Using The ShelveStorage

You can use ShelveStorage by simply adding this line to your config/boot.py file just before you do anything else with the Router:

from lamson.routing import ShelveStorage
Router.STATE_STORE=ShelveStorage("run/states")

It actually doesn’t matter currently when you do it, but it’s good practice right now.

After you do that, restart lamson and it will start using the new store. Notice that your tests will not use this. It’s not a good idea to have tests use ShelveStorage, but if you want to turn it on for a run to see what happens, then you can modify config/testing.py the same way. You could also write a unit test that did this temporarily by putting that line in your test case.

What To Implement

If you want to implement your own then you just have to implement the methods in StateStorage and make sure it behaves the same as MemoryStorage.
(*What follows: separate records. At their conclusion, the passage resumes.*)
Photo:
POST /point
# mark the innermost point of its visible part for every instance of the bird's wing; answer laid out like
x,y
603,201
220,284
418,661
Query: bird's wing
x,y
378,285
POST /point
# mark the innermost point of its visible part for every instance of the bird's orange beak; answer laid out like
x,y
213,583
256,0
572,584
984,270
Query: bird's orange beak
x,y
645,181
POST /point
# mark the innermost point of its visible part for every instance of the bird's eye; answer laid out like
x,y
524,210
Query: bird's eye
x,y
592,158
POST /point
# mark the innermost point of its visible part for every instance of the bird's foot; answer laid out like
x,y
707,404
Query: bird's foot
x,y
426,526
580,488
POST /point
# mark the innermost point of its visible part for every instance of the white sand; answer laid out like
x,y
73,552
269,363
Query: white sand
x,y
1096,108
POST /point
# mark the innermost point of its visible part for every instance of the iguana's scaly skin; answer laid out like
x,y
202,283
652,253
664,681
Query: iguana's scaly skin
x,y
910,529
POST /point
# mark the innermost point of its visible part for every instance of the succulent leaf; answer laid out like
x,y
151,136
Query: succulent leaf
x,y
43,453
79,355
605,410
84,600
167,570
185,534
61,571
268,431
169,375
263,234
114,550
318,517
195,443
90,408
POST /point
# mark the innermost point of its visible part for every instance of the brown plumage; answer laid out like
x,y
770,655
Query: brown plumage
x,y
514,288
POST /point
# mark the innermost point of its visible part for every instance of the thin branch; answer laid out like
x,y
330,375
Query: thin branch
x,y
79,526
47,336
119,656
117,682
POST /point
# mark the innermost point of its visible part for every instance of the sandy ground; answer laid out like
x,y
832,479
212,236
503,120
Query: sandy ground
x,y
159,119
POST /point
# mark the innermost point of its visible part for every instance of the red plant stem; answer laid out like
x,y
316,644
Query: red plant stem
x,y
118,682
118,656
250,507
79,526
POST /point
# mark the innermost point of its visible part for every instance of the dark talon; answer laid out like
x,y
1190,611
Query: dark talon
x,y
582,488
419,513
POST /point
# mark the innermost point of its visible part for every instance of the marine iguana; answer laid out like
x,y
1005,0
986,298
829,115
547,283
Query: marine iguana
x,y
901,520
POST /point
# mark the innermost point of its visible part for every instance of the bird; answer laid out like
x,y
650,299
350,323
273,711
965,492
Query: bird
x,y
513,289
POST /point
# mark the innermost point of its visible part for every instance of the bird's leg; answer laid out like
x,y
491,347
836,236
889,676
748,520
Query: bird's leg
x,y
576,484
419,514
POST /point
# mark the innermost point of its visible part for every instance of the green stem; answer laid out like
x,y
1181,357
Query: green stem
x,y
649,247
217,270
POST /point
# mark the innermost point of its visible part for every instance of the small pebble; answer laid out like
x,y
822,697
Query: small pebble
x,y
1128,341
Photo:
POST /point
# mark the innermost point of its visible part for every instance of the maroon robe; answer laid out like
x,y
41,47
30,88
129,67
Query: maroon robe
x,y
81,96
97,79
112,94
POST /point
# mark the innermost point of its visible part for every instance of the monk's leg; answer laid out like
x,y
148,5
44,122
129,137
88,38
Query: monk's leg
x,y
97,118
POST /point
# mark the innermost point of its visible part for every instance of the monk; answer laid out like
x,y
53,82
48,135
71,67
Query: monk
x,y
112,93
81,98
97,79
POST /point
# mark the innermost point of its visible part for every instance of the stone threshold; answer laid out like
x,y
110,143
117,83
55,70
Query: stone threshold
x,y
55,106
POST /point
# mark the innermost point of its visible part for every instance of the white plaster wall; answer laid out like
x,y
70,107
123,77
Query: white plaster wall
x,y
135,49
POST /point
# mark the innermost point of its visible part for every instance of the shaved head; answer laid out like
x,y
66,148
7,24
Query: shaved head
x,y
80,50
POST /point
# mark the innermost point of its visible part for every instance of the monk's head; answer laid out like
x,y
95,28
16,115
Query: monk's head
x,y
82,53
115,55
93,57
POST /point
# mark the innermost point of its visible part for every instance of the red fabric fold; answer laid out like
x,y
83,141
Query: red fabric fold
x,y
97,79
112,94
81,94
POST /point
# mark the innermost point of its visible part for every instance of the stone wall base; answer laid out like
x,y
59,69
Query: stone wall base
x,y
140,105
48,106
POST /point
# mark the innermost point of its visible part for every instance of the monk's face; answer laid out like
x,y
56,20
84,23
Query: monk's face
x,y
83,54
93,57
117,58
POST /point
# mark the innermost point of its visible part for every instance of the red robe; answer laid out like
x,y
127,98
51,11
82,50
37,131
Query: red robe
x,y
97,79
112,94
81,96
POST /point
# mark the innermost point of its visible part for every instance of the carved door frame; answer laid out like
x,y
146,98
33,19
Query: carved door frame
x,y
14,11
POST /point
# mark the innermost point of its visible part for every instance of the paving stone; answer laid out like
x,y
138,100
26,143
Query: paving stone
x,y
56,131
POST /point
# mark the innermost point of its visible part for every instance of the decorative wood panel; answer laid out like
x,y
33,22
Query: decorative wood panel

Look at the code to ShelveStorage for a moment to see what you need:

class StateStorage(object):
    """
    The base storage class you need to implement for a custom storage
    system.
    """
    def get(self, module, sender):
        """
        You must implement this so that it returns a single string
        of either the state for this combination of arguments, OR
        the ROUTE_FIRST_STATE setting.
        """
        raise NotImplementedError("You have to implement a StateStorage.get.")

    def set(self, module, sender, state):
        """
        Set should take the given parameters and consistently set the state for 
        that combination such that when StateStorage.get is called it gives back
        the same setting.
        """
        raise NotImplementedError("You have to implement a StateStorage.set.")

    def clear(self):
        """
        This should clear ALL states, it is only used in unit testing, so you 
        can have it raise an exception if you want to make this safer.
        """
        raise NotImplementedError("You have to implement a StateStorage.clear for unit testing to work.")
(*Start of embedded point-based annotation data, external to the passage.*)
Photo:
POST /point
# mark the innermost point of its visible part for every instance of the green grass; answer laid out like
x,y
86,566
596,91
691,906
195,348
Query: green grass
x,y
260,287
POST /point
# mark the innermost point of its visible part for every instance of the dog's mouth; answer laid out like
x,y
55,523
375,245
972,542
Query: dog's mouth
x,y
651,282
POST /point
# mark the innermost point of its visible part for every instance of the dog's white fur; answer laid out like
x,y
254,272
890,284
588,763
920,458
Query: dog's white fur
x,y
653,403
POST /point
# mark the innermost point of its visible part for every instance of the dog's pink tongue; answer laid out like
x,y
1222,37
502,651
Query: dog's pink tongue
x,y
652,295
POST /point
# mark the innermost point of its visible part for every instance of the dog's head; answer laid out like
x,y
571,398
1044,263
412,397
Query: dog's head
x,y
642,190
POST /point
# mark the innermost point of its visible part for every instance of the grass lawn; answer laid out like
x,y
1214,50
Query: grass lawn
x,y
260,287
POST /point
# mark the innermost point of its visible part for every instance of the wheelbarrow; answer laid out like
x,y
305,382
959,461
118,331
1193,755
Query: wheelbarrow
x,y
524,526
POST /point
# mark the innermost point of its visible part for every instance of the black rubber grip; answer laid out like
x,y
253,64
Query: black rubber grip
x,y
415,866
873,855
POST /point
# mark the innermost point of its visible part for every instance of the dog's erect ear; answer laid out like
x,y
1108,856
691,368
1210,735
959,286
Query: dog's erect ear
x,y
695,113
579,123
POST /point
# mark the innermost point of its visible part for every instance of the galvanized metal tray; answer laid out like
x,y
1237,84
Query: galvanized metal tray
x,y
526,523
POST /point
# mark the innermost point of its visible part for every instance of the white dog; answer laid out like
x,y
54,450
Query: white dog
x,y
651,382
There really isn’t much to it, just methods to get and set based on the module and sender’s email address. Also notice that you don’t have to make it readable in any complete sense, since Lamson doesn’t do anything other than get, set, and clear the state store (and it only clears on reloads and in testing).

Important Considerations

I am purposefully not telling you how to exactly implement it because I’m not exactly sure what is needed as of the 0.9 release. I use the the ShelveStorage, but I’d like to hear what other people have written and then start building infrastructure to make that easier.

There are some important things to consider when you implement your storage though:

  1. Make sure that the calls to all methods are thread safe, and potentially process safe.
  2. If you do thread locking, use the with statement and an RLock.
  3. If your storage is potentially very slow, then consider a caching scheme inside, but write that after making it work correctly.
  4. Do NOT be tempted to store junk in this like it is a “session”. It should be lean and mean and only do state.
  5. Make sure you keep the key being used exactly as given. You can seriously mess up Lamson’s Router if you start getting fancy.

Attaching It To The Router

Your storage backend will then be attached to the lamson.routing.Router in the same way as what you did with ShelveStorage. It really should be that simple since the data stored in the state store is very minimal.

Other Examples

If you want more examples then you can look at the examples/librelist code to see how librelist.com uses Django to store the state.